During a protein diet, it is helpful to consume tomato and celery juice. All other packaged drinks contain a lot of sugar, flavoring sweeteners. The benefits of them are minimal and there are many calories.

How much can you follow a diet?

The protein diet is designed for an average of 10 to 12 days, but there are extended options as well. For example, Ducan and others. They also belong to proteins, but they are based on special principles of nutrition and have important characteristics.

The safe duration of protein diets also depends on the state of health. It is believed that approximately two weeks a year is acceptable for everyone.
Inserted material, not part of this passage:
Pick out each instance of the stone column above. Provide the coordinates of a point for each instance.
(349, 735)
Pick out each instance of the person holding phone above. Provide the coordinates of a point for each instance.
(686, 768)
Rules for getting off a protein diet

In order for the effect after the diet to be fixed for the longest possible period and without undue stress on the body, you need to adhere to the recommendations for exiting such a diet. They will be the following:

  • You should eat 4 to 5 times a day in small portions.
  • Breakfast is required, it should include protein (cottage cheese, yogurt, meat).
  • Last meal no later than three hours before bedtime.
  • It is better to refuse sweet, fatty, starchy or just "savor" foods.
  • Trying to cook correctly and it is useful: boiling, steaming, stewing.
cooking vegetables for a protein diet

A slim figure is 80% dependent on lifestyle, eating habits and not on heredity, as most people believe. A protein diet is one of the most effective, safest, and most varied foods on the approved food list. It allows you to master the rules of a balanced diet, intelligently organize your diet. But this is not a panacea, and the extra pounds will reappear, if you do not change your habits and increase the level of physical activity.